Quali insegnamenti possiamo trarre dalla teoria di Minsky per la situazione di oggi?
L’insegnamento principale, credo, è che i problemi che abbiamo di fronte non riguardano semplicemente qualche errore nella conduzione della politica economica e la necessità di qualche modifica regolamentare relativamente modesta nel settore delle attività finanziarie. La crisi che abbiamo di fronte non è una semplice crisi da scoppio di una bolla immobiliare, seguita da una seconda crisi dei debiti sovrani e aperta al rischio di successive crisi che potrebbero riguardare le carte di credito o qualche mercato dei derivati e quindi qualche grande banca internazionale. La crisi che abbiamo di fronte ha caratteristiche di base comuni, pur assumendo connotati diversi nelle sue fasi successive: riguarda innanzitutto la fragilità dell’economia finanziarizzata, o come diceva Hyman la fragilità del money manager capitalism. I rimedi dobbiamo trovarli in questo contesto, in riforme istituzionali che ridimensionino il ruolo della finanza a quello di una coda che non sia in grado di far ballare il cane dell’insieme delle attività reali. Non si tratta, certo non solo, di far aumentare la capitalizzazione delle banche sulla base di valutazioni dei rischi condotte utilizzando modelli sofisticati ma con fondamenta assai dubbie, come è nella tradizione delle regole di Basilea. Si tratta piuttosto di riportare sotto controllo tutti i settori della finanza, limitandone le dimensioni e il potere di ricatto insito nel too big to fail.
Varie misure utili a muoversi in questa direzione sono già in discussione, come la Tobin tax sulle transazioni finanziarie, limiti alla dimensione delle istituzioni finanziarie per assicurare che un loro eventuale fallimento non crei problemi sistemici, vincoli ai tipi di operazioni permesse alle istituzioni finanziarie che raccolgono depositi dal pubblico, limiti drastici alla leva finanziaria per tutti gli operatori finanziari. Rinvio al riguardo a un recente lavoro di Elisabetta Montanaro e Mario Tonveronachi, presentato due giorni fa a un convegno organizzato dalla Ford Foundation. Queste misure vanno realizzate in tempi rapidi, se non vogliamo essere travolti da una successione di emergenze.

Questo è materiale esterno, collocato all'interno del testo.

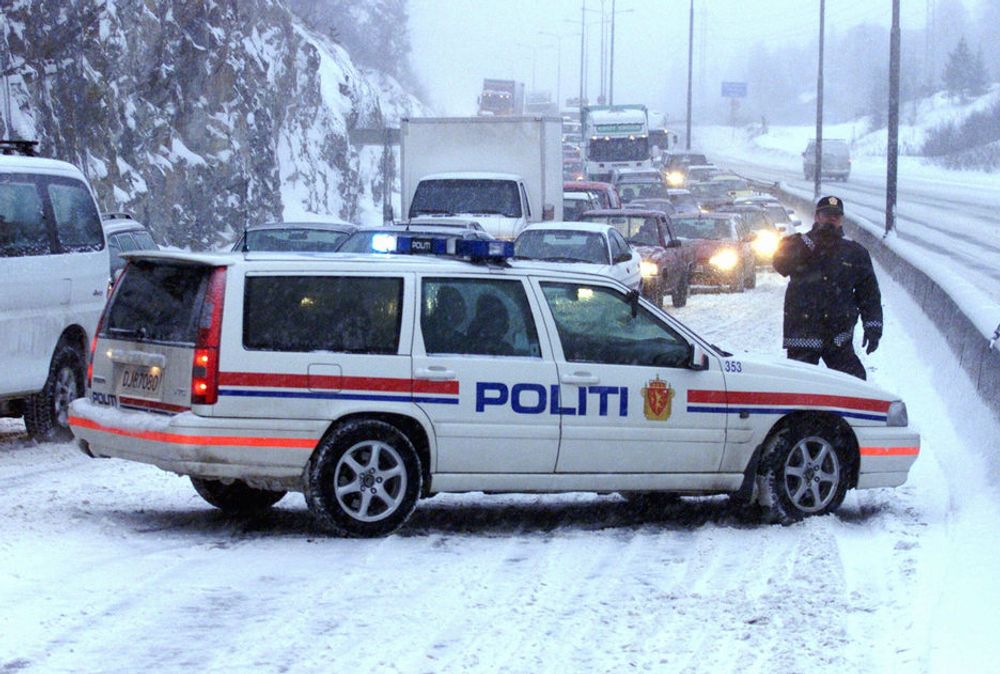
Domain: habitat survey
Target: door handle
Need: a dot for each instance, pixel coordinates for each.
(580, 378)
(434, 373)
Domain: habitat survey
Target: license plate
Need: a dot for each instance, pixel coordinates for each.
(140, 381)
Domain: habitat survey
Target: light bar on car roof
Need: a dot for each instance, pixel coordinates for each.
(473, 249)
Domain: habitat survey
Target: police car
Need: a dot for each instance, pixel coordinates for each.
(368, 382)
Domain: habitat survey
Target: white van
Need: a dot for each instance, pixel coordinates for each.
(53, 284)
(368, 382)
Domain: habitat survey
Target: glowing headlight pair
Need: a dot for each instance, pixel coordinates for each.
(649, 269)
(765, 243)
(725, 259)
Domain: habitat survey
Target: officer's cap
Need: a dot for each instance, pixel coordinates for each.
(830, 205)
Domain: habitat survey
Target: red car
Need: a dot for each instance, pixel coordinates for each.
(606, 192)
(723, 256)
(666, 262)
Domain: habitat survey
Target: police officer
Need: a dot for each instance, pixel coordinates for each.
(831, 282)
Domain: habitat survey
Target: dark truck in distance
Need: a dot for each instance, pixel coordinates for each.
(666, 263)
(836, 159)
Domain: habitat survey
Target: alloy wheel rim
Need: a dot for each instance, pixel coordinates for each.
(370, 481)
(812, 474)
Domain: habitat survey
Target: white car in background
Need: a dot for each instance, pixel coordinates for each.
(586, 247)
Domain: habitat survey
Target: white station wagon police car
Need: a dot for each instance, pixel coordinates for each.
(370, 382)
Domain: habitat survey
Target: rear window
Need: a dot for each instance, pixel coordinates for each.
(158, 302)
(323, 313)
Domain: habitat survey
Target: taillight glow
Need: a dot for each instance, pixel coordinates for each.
(205, 365)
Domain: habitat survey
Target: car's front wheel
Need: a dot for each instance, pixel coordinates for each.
(46, 416)
(364, 479)
(804, 472)
(235, 497)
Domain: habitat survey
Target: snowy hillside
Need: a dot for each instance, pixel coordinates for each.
(200, 117)
(916, 119)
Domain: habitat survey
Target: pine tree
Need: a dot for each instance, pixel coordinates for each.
(958, 72)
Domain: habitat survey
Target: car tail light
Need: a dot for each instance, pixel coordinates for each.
(100, 326)
(205, 366)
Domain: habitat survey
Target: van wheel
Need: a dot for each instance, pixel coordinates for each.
(653, 291)
(364, 479)
(46, 416)
(236, 497)
(680, 294)
(803, 472)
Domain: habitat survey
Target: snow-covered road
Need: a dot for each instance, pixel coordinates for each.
(114, 567)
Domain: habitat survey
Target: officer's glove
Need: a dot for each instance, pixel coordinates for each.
(870, 342)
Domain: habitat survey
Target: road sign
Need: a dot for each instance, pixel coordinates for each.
(734, 89)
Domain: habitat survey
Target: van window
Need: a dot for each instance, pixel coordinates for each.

Hyman, come Sylos Labini, considerava come un impegno civile l’attività di ricerca nel campo dell’economia: un’attività di ricerca che va quindi condotta in modo aperto, tramite la discussione e il confronto, e non cercando di imporre la propria posizione sulle altre tramite la forza del potere politico, come invece purtroppo sta accadendo in questo periodo tramite meccanismi di valutazione della ricerca decisamente non neutrali tra i diversi orientamenti e le diverse aree della ricerca economica.